After 23 years at Levi Strauss and Co., brand president Jennifer Sey is resigning following reports that her outspoken stance on pandemic-related school closures created tensions within the company.
On Monday, the denim executive published an article in Bari Weiss’ Common Sense—which was later reprinted in the New York Post—alleging that her controversial opinions were the reason for her being “pushed out” of her leadership position.
Since the beginning of the pandemic in 2020, Sey has been a vocal opponent of the U.S. public schools’ closure mandate, writing op-eds, appearing on local news shows and organizing rallies in support of keeping schools open. Ever since, she alleges that the company’s head of corporate communications, its legal and HR departments and ultimately president and CEO Chip Bergh warned her that she was a reflection of the company and that she should “think about” what she was saying.
The company has a long legacy of taking a stance on social issues such as gun reform, voters’ rights and immigration, and was recently one of six companies profiled in a corporate civic playbook for its initiatives for increasing voter turnout. While the company encourages employees to vote regardless of where they stand politically, both Bergh and the brand’s following lean left: Last year, the executive appeared in a televised interview with CNN reporter Poppy Harlow discussing Georgia’s “restrictive” and “racist” voting laws, noting that the company was working with legislators to ensure they weren’t passed in other states. He later defended his stance during a meeting with shareholders in April, stating that business leaders have a responsibility to be a part of these conversations.

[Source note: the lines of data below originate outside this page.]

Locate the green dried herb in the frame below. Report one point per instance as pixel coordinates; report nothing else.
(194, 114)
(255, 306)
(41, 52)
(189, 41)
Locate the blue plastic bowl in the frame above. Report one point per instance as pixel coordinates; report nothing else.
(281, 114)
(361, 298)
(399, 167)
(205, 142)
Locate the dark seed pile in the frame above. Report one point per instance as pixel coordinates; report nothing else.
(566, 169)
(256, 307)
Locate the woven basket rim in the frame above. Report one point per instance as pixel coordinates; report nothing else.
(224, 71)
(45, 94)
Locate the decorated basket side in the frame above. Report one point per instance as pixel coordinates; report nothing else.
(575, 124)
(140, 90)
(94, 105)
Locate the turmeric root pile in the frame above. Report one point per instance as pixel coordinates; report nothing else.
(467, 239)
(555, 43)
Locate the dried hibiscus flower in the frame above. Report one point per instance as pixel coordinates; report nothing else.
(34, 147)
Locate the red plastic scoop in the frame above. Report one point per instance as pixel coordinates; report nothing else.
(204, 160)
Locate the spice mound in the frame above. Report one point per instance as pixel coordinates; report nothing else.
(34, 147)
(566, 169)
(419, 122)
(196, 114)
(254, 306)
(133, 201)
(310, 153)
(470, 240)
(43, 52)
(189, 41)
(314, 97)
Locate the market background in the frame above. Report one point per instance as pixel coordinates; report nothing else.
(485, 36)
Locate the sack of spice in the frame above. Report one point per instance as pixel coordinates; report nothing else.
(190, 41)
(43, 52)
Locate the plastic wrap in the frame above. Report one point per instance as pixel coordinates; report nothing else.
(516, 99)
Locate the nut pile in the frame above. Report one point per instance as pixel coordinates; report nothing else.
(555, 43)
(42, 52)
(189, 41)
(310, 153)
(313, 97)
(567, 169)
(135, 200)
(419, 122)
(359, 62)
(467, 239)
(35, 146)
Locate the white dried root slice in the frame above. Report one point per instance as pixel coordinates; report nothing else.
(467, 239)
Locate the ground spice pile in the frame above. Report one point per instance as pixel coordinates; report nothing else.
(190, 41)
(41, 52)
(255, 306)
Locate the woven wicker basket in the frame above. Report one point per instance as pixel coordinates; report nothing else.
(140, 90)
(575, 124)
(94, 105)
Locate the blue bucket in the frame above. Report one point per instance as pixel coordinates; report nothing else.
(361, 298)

Though Sey shared in a Monday Twitter thread that she always considered her political views to be “left” or “left of center,” critics feel her view on opening schools is dangerous—specifically to the minority population most vulnerable to Covid—and in line with that of QAnon conspiracy theorists. Instead, Sey said keeping schools closed would “cause the most harm to those least at risk, and the burden would fall heaviest on disadvantaged kids in public schools, who need the safety and routine of school the most.”
Sey’s op-ed detailed a Fall 2021 dinner where Bergh allegedly told her she was on track to become the next CEO of Levi’s—and that she just needed to “stop talking about the school thing.” Later, she was told it was “untenable” for her to stay, and subsequently turned down a $1 million severance package that would be given in exchange for signing a nondisclosure agreement. Sey went on to claim in her op-ed that Levi’s is “being held hostage by intolerant ideologues who do not believe in genuine inclusion or diversity.”
Levi Strauss & Co.’s director of business and financial communications Ancel Martínez issued a statement acknowledging Sey’s resignation, stating that her responsibilities would be fulfilled by Seth Ellison, the company’s executive vice president and chief commercial officer, on an interim basis.
“Levi Strauss & Co. has initiated a search for a new Levi’s brand president, an opportunity to lead one of the world’s best known and most respected consumer brands,” he said.
Last April, the company earned a top spot in a report from RepTrak, a solution that ranks global companies’ reputations among consumers. The report evaluates companies based on millions of data points surrounding their products and services, innovation, workplace, governance, citizenship, leadership and financial performance—categories that RepTrak considers the seven key drivers of reputation. Ranking for the 2021 report was based on 68,577 respondents collected globally across the 15 largest economies through online surveys. Levi’s was ranked No. 14 out of 100.